Verdutzt hatte Violetta an sich hinabgeblickt und gesehen, dass die Frau Recht hatte. Sie hatte sich ihre Schwanzspitze wohl in der Fallentür eingeklemmt und es in der Aufregung nicht einmal gemerkt.

Die Frau hatte mit konzentrierter Miene an der Box herumgefummelt, bis die Tür wieder aufgegangen war, und Violetta war auf ihre ausgestreckte Hand geklettert.

Nachdem sie sich für ihre Rettung bedankt hatte, hatte sie sich sicherheitshalber trotzdem nach den Katzen erkundigt.

»Nee du, hier gibt’s keine Katzen. Ich heiße Monika«, hatte die Frau gesagt und dann hatte sie sie mit nach oben genommen und Violettas Schwanz mit einer roten Paste bestrichen, die fürchterlich roch und brannte, aber laut Monika wahre Wunder bei aufgeschrammten Schwanzspitzen und dergleichen bewirkte. So waren sie Freunde geworden und Violetta besuchte Monika, wann immer sie sich davonschleichen konnte.

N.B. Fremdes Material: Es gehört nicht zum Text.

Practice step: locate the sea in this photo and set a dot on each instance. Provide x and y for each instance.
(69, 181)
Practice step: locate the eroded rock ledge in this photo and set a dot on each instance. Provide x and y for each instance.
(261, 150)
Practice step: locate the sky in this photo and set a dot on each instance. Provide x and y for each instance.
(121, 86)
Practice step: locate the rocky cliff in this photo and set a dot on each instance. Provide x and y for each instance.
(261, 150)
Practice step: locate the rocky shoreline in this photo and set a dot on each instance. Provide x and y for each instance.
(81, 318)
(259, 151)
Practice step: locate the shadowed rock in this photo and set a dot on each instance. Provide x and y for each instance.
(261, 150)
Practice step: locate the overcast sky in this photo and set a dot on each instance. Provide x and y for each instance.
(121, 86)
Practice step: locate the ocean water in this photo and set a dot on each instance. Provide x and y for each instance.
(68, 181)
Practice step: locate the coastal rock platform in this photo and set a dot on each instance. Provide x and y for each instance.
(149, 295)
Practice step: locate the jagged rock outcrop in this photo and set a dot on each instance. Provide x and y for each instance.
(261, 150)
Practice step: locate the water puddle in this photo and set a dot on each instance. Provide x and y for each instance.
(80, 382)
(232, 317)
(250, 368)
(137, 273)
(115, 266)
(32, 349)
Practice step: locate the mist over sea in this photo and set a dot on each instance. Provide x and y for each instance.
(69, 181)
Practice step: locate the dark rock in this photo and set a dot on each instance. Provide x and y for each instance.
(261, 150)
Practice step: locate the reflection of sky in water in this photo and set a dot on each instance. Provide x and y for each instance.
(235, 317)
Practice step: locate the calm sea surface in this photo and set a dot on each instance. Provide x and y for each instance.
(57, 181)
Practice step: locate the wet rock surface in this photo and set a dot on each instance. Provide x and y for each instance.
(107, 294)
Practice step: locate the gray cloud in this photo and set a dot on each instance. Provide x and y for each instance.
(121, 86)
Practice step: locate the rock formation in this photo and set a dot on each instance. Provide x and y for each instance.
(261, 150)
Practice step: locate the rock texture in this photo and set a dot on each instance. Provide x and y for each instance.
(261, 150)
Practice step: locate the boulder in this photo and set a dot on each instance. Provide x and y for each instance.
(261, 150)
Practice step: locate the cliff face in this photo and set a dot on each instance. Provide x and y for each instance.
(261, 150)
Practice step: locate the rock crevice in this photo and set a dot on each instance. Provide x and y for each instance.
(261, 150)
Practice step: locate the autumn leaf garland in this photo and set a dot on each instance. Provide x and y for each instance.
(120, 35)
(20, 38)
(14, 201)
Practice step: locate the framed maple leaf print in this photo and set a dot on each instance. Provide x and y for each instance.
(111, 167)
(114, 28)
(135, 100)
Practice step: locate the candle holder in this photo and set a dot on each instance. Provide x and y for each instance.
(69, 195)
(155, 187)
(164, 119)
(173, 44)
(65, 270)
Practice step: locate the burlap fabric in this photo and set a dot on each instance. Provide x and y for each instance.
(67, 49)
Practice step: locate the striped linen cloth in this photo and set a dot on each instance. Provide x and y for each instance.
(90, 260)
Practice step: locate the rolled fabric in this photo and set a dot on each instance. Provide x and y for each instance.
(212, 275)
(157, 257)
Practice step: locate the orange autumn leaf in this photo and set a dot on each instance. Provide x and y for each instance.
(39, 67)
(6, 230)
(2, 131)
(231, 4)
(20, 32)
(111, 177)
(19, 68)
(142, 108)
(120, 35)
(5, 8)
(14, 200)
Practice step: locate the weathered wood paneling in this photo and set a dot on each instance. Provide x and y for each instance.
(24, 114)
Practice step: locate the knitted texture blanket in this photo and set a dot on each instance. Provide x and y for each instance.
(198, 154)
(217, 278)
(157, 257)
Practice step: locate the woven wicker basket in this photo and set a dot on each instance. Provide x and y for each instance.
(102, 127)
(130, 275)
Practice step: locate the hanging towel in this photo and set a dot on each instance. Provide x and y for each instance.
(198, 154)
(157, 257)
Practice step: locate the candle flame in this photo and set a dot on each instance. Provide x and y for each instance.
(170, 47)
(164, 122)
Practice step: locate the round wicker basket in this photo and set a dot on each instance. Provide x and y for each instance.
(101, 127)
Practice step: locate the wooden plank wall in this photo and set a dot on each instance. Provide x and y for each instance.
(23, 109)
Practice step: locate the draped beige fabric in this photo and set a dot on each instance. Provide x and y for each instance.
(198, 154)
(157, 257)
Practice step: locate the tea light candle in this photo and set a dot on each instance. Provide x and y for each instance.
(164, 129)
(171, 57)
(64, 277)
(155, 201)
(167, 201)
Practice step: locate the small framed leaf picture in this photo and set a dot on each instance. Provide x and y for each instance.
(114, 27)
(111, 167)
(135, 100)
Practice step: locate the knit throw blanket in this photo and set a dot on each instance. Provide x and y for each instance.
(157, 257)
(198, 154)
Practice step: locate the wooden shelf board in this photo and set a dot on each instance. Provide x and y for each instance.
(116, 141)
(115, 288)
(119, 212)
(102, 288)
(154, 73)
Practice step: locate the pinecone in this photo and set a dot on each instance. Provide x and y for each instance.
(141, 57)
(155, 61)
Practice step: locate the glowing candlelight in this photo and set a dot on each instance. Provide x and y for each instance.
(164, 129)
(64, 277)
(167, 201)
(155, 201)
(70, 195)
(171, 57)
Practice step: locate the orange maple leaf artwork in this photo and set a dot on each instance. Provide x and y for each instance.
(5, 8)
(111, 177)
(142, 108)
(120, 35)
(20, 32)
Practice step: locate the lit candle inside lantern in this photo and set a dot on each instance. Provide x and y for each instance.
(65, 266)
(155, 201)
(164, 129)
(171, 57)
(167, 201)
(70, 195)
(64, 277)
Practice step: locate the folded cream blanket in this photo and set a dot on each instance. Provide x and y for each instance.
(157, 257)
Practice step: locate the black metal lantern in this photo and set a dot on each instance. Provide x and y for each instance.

Nachdem sie sich aus der Puste getanzt hatte, setzte sich Violetta zu Monika auf den Schreibtisch und die beiden teilten sich ein Stück Kuchen aus dem griechischen Café um die Ecke, während sie sich unterhielten. Monika erklärte Violetta, was ein Kinofilm war, und erzählte ihr die Geschichte von einer Ratte, die in Paris ein berühmter Koch geworden war. Violetta hing an ihren Lippen. In Paris hatte Ma Us auch getanzt und laut ihr lag es in einem fremden Land, in dem Menschen wie Mäuse stets elegant gekleidet waren und sich in einer fremden Sprache unterhielten, in Frongseh. Über Monikas Erzählung vergaß sie die Zeit und als sie die dunklen Gänge entlang nach Hause lief, hörte sie bereits, wie über ihrem Kopf die Besucher der Abendvorstellung geräuschvoll ins Theater strömten.